Иларион с самого начала не блистал догадливостью и надежностью.
А теперь он и вовсе пугал.
— Вы ничего не слышите? — спросил он, когда через несколько минут бессмысленного верчения и топтания на месте наконец обратил внимание на наши недоуменные взгляды.
В воцарившейся тишине где-то далеко ухали совы, но вряд ли это было таким уж большим делом в, ну вы понимаете, лесу.
— Что именно мы должны слышать? — полюбопытствовал Платон.
— Я слышу как у кого-то урчит в животе, — поделилась Евжена. — Возможно, у меня.
— Да нет же! Как будто, — Иларион неловко кашлянул и взмахнул свободной рукой, — как будто кто-то плачет.
Я посмотрела на Евжену.
— Чувствуешь что-нибудь?
Потому что, если кто-то плакал, он был в беде, напуган или ранен. И если Иларион услышал его, он был близко. А если он был близко, то и Евжена должна была уловить волны его эмоций. Отчаяние, страх, печаль. Хоть что-то.
Она отрицательно покачала головой.
Платон шагнул к Илариону, выхватывая из его рук карту.
— Так-так, ну-ка посмотрим, что это может быть.
Мы все стянулись к нему за спину.
— Кто бы не наступил мне на ногу, пожалуйста, прекратите, больно же, — пискнула Надежда.
— Вы реально не слышите? — недоумевал Иларион.
— Вот оно! — Евжена ткнула пальцем в какую-то волнистую черточку на карте.
Ей пришлось перекинуть руку через плечо Платона, и она сделал это так стремительно, что заехала ему по уху.
Зашипев, он принялся неловко потирать его.
— Ох, вау, — пробормотал он. — Кажется, кто-то ручку расписывал.
— Вот дубина, — фыркнула она, перехватывая карту. — Это обозначение реки. А мы, — ее палец сместился чуть левее, туда, где мерцала крохотная фиолетовая точка. — Вот здесь. Видите?
Определенно — мы с ней ходили на какую-то совершенно разную магическую картографию. Потому что наставница Белладонник совершенно точно говорила, что река обозначается…
— Это же должен быть пунктир! — воскликнула я. — Реки обозначаются пунктиром! Я целое эссе про это написала. И получила высший балл!
— Нет, — сказала Евжена. — Пунктир — это болото. Я как раз это написала в своем эссе. И тоже получила высший балл. Судя по всему, карга их просто не проверяла.
— И что с того, что рядом с нами река? — не понял Иларион.
— Кто-то мог свалиться в нее и подвернуть ногу, например, — предположил Платон. — А теперь реветь.
— Но Евжена ничего такого не чувствует, — возразила я. — К тому же-
— Вот снова! — всплеснул руками Иларион. — Снова этот плач. Это… — его голос снизошел до шепота. — Мне кажется, это ребенок.
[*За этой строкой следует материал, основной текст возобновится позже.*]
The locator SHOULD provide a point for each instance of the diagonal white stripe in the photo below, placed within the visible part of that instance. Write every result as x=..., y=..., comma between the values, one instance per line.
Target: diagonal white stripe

— К тому же, — продолжила я, не обращая внимания на то, как все внутри перевернулось от мысли о том, что это все же могло быть правдой. Но опять же — откуда в академии дети? Самым младшим ученикам, то есть нам всяко не меньше шестнадцати. Кто-то из детей наставников? Но, опять же, что им делать в лесу? — Никто кроме Илариона ничего не слышит.
Мы все неловко переглянулись между собой.
Это определенно был нехороший знак, ведь со своим даром Иларион был наиболее подвержен влиянию вполне определенных сущностей. Потусторонних. А у нас сейчас не было ни умений, ни желания сражаться с кем-либо из них.
— Мы должны пойти и проверить! — решительно сказала Надежда, словно вместо мозгов в ее голове резко образовалось пустое пространство. — Давайте осмотрим окрестности!
— Я за, — кивнул Иларион.
— Можно, конечно, — фыркнул Платон, — но-
— Только этого не хватало, — простонала Евжена. Она перевела недовольный взгляд на Илариона. — Давай ты просто заткнешь уши, и мы пойдем дальше, а?
— Но ты сама предложила!
— Я предположила!
— Кто-то может быть в беде! — настаивала Надежда.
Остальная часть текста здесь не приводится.